A partir de Última memória, de Sara Carinhas




Lembro-me de uma poesia de Louise Glück: a descrição de uma macieira, de uma primavera, flores no quintal do vizinho. Por coincidência também era abril e a poetisa sente o cheiro de relva alta e, ao senti-lo, escreve tanto sobre as árvores quanto sobre a função delas, como quem substitui imagens por palavras. Ou simplesmente tenta. Não é um trabalho fácil, mas é isso o que se espera de um poema, não é? Ao fim do texto, então, Glück descobre: «Olhamos para o mundo uma vez, na infância. O resto é memória.»


A vida, desse ponto de vista, parece nos roubar, com o tempo, esses olhos que enxergam as coisas com algum espanto. Olhar é uma ação que suspende os limites de quem somos e de onde estamos; é natural o estado da contemplação. E a natureza sempre aluga espaço dentro de nós por algum motivo indesvendável – talvez seja um traço humano que só faz sentido aos níveis genéticos, a lembrança inata de que somos também feitos de matéria orgânica. E junto a essa matéria orgânica, há uma força violentamente humana de lembrar; de tentar guardar o tempo que passa, de tentar armazenar acontecimentos, medos, cheiros, cores, sensações do corpo, fantasmas. Se incluísse o estudo desses fantasmas (e dos seus específicos modos de estarem presentes), a antropologia revigoraria a ciência humana em relação à memória que armazenamos, provando que ela vai além dos limites do espaço que a armazena. Ela é convocada dos confins, ela está lá, não quer dizer que esteja aqui. Onde, então, ela se guarda? Como, então, conserva-se? Seria o jogo da memória, então, um jogo do esquecimento? É preciso esquecer para lembrar?



O trabalho de Sara Carinhas começa neste antes, nesse convite. «A anfitriã pede, por favor, que escrevam algumas palavras sobre a vossa primeira memória e que guardem o vosso papel até à entrada na sala». Em breve, uma figura saudar-nos-á, ainda no hall, numa «saia verde muito grande com bolsos» e um cãozinho nos braços. Haverá uma música a ressoar de si, talvez de seus bolsos, e muitos sorrisos. Muitos sorrisos e abraços, como se sorrisos e abraços fossem a mais familiar das interações humanas. Será que pareço ranzinza? Por que será que eles pareceram incomuns? Poderia dizer que éramos futuros espectadores sendo rececionados carinhosamente.


Vi, em seguida, o papel com algumas palavras sobre a minha primeira memória ser colecionado em uma caixa de madeira à entrada da sala. O que lembramos é aquilo que o nosso corpo não quer esquecer, penso. Haverá um estoque de memórias que só se tornam memórias quando são lembradas?

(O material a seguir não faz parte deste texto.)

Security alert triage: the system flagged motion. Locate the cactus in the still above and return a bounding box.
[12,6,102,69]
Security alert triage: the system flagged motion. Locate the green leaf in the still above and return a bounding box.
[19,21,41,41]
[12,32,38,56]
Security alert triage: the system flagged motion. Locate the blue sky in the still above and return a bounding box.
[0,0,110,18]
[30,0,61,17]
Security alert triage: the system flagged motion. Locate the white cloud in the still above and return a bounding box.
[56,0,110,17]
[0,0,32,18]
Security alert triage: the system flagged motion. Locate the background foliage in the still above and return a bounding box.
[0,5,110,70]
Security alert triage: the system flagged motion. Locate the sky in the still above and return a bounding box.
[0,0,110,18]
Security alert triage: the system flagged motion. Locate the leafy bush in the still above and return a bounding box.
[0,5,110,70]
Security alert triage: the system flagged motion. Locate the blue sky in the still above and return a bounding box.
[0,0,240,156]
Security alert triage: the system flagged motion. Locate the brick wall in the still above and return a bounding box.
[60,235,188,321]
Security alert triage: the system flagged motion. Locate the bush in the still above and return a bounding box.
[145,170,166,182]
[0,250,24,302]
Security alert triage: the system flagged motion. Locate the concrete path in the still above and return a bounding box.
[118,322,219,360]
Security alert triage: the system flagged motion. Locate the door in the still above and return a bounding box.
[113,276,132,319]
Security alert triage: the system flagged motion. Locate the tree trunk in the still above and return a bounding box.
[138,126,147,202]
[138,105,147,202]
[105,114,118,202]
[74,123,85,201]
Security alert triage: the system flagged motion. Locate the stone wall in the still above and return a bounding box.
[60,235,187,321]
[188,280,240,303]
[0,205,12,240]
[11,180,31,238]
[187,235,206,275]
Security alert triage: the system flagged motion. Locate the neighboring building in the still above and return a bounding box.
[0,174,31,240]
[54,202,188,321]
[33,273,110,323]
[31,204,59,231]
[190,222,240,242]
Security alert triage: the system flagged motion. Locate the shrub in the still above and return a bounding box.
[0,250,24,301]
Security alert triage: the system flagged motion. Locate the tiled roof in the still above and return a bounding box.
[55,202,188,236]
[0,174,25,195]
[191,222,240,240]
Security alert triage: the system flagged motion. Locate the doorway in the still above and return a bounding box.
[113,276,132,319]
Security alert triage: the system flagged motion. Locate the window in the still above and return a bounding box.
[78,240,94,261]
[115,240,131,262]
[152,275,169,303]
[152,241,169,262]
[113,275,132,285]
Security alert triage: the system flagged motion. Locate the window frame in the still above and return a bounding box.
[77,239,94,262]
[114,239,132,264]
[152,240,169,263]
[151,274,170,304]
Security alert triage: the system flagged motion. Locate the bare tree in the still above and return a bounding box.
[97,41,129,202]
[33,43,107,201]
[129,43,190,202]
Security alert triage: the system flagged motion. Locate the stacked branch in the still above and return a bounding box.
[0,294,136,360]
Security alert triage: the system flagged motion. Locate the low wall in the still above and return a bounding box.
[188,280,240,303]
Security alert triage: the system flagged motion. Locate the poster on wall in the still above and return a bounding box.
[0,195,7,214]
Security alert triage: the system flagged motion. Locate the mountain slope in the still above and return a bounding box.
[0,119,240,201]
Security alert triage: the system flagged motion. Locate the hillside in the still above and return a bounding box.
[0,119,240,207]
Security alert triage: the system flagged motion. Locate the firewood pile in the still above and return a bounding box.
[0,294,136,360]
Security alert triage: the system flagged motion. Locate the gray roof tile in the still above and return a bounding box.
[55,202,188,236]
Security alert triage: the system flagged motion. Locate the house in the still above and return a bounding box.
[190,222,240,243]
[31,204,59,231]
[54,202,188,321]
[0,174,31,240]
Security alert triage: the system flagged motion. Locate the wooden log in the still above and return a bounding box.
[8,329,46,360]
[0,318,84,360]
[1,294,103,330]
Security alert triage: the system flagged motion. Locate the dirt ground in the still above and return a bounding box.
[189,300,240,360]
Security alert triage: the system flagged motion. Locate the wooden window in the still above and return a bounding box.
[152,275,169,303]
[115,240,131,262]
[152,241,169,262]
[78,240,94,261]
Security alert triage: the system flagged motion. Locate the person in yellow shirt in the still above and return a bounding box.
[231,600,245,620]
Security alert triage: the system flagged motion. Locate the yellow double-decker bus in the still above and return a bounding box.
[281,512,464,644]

Lembrar é uma ação que mexe com as memórias, mas sem essa ação, uma memória é o quê? – o que foi mesmo o que eu decidi partilhar? Estar sobre os ombros de meu pai e ver o mundo de cima ou a lembrança sinestésica do bafio do quarto de meus avós? A primeira briga terrível com meu irmão mais velho ou quando a presença da morte mostrou-me o instante em que a vida realmente começa?


Ao ser recebido por Carinhas, entrego para a minha anfitriã um pedaço de mim, que é guardado em uma caixa de madeira com sua própria luz interna. É mágico e doloroso – são tantas memórias abaixo e acima da minha que sou devolvido ao senso de multidão. Somos sempre uma comunidade. Amontoamo-nos em vez de nos espalhar; é nossa tradição.

O espaço, então, singelamente preenchido por mobílias caseiras, livros e luzes de candeeiros, encontra no conforto de uma casa o seu pedido de atenção. A figura que fala conosco tem o carisma das primaveras de Glück: veste roupas quase antigas e quase modernas (que se desfarão, aos poucos, de suas camadas) e dá-nos as boas-vindas como uma anfitriã, afinal, estamos em casa, somos convidados, é um festim. (E é nesse ponto em que o teatro já não é mais o que foi outrora; é nesse ponto em que o teatro feito hoje em dia transforma em memória o teatro feito outrora).


Parece haver, como em tantas criações contemporâneas, um gesto artístico despossuído da representação, um gesto movido por ações pequenas, supérfluas, anônimas, pouco interessadas num enquadramento geral da experiência que é estar vivo. Algo que é confirmado, por exemplo, pelo facto de que a cena é também feita por algumas memórias das muitas recolhidas no ato da performance, sem planejamento ou curadorias prévios.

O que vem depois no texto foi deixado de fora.